In the traditional proactive product line approach, there are typically two distinct engineering teams, one for domain engineering (to develop the core assets) and one for application engineering (to create product instances from the core assets). This is consistent with the traditional enterprise software model where a development team creates the core software technology and a professional services team extends, configures, modifies, and integrates the software to meet the specialized needs of individual customers or market segments. At Salion, we chose not to follow these models – we eliminated the traditional application engineering and professional service roles.

We utilize the BigLever product line technology to automate the production of all products from our evolving collection of core assets. The software product outputs from the automatic production are never directly modified, thus it is the development teams' responsibility to make sure that all product instances can always be regenerated from the core assets. Avoiding the overhead and coordination required for two separate domain and application engineering teams keeps our engineering organization lean and the product line agile.

Reactive Evolution of the Scope

When scoping new features for our product line, Salion uses the reactive guideline, “think ahead, but not too far ahead”. Being excessively proactive proved in several cases to be wasteful due to inaccurate guesses about customer demands. In contrast, by being more reactive, less time is spent implementing specific features and variants when they are clearly needed.
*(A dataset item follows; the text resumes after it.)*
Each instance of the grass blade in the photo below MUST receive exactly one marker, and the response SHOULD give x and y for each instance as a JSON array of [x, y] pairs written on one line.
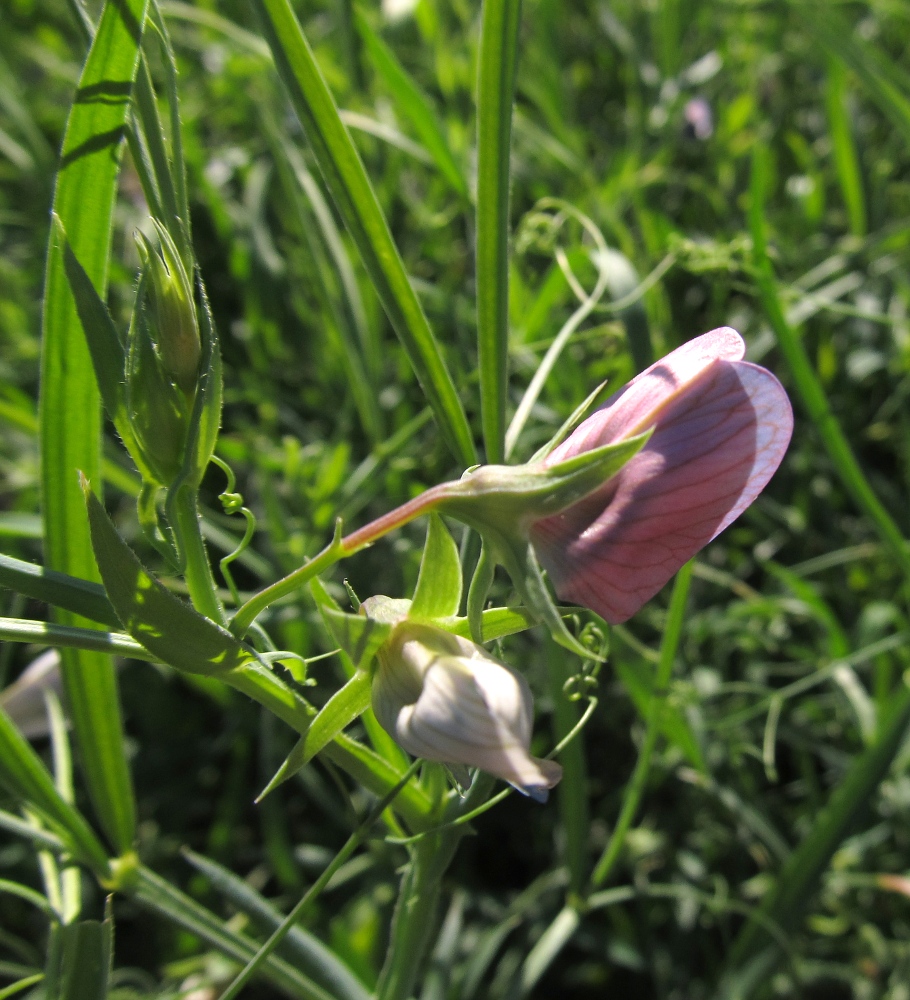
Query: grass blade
[[807, 382], [845, 158], [495, 96], [412, 103], [70, 410], [154, 893], [347, 180], [796, 882]]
One of the challenges of product line evolution, particularly in the reactive model, is entropy – an ever-growing amount of variation in the core assets. To fight entropy at Salion, we use a combination of technology and vigilance to aggressively search out and refactor emerging abstractions in our software product line. As a result, we are constantly optimizing the product line assets with greater commonality and more concise variations. This provides faster time-to-market for new products, lower development costs, and higher software quality. An unexpected result is that the total source code line count of the core asset base continues to shrink even as new products, features, and variants are added to the product line.